There has been very little discussion of distributional semantics in philosophy. But there has been a great deal of discussion about holism, and it is fair to say that it doesn’t have the best reputation. There have been a number of arguments given as to why holistic accounts of meaning don’t work. Chief among them is the so-called instability objection. The idea is that if the meaning of a word depended on its relationships with the meaning of all other words, its meaning would change when the meaning of any one of those other words change. So a change in the meaning of one word would change the meaning of every other word. But this just doesn’t seem to be the case for words in a language. The meaning of one word can change while others remain the same, and words can be introduced or lost without affecting the meaning of others. The fact that we gained the word “Brexit” around 2014 didn’t lead to a wholesale change in meaning across our vocabulary—maybe it affected the meaning of “Europe”, but I haven’t noticed any change in the meaning of “kettle” or “University” or “the”.

In our recent work, Nat Hansen (Reading), J.D. Porter (Stanford) and I have investigated whether this instability objection applies to the distributional view behind large language models. We provide a defence of the distributional view on two fronts. First, we clarify the way that meaning is represented in these large language models. We argue that meaning there is best understood differentially, and that this can help disarm some of the instability objections that have been raised in the philosophical literature. Briefly put, the idea is that word meanings are defined directly in terms of their relations to other words, rather than in terms of the specific vector space that we construct. Second, we created our own language models in order to explore how word vectors change as we expand the corpus that the models are built from. In this way, we can explore just how unstable these models of language meaning actually are. We argue that there are in fact impressive levels of stability in these models, and the change that you do see occur can be made good sense of. What instability these models display is really better thought of as sensitivity to subtle shifts in meaning – it is a feature rather than a bug!

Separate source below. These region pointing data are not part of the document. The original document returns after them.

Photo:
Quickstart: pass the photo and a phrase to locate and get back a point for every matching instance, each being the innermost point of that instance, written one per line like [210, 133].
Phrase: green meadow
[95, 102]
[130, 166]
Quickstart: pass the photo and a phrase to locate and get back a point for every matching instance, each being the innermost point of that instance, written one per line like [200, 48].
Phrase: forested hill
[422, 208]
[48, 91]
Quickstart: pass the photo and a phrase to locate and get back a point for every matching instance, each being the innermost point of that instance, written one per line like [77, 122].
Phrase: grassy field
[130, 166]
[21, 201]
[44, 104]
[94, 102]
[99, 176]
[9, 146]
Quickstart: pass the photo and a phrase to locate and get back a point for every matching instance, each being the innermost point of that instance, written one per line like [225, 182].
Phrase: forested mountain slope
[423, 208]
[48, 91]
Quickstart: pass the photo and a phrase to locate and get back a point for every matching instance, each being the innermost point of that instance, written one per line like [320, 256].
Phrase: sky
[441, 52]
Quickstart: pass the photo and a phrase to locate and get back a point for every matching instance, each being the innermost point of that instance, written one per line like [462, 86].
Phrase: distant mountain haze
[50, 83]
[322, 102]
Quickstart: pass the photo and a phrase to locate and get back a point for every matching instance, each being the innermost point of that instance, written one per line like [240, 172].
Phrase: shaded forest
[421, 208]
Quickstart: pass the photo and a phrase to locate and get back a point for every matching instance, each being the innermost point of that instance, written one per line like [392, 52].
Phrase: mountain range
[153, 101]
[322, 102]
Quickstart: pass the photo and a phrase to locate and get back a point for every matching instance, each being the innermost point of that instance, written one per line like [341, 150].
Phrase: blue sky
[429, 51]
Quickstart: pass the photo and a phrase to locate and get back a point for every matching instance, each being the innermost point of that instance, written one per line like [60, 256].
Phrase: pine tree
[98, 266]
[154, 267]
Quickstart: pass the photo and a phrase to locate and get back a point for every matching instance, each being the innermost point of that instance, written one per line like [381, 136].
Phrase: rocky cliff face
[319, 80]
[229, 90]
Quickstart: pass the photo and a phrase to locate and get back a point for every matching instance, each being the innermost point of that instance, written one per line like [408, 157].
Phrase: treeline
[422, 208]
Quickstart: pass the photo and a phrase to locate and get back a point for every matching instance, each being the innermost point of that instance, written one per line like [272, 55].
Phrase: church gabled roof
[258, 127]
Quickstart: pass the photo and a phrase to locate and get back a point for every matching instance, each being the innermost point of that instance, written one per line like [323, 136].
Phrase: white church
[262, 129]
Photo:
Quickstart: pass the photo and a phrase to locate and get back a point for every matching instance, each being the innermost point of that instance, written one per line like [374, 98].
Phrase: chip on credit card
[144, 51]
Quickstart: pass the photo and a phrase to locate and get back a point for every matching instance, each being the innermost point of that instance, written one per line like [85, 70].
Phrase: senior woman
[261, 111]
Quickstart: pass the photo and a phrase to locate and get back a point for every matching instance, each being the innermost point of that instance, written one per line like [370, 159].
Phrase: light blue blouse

The holistic nature of these models is no barrier to taking these models seriously as capturing meaning in a language. We hope to show that beyond their astonishing ability to produce fluent text in a huge variety of genres, they can function as philosophical tools for cracking open classic questions about the nature of meaning in new ways.

Jumbly Grindrod, J.D. Porter, and Nat Hansen’s paper on distributional semantics and holism is currently at a draft stage for a forthcoming volume titled “Communication with AI – Philosophical Perspectives” edited by Rachel Sterken and Herman Cappelen.

Jumbly Grindrod’s paper on “Distributional theories of meaning” is currently in preparation for a forthcoming volume titled “Experimental Philosophy of Language”, edited by David Bordonaba-Plou.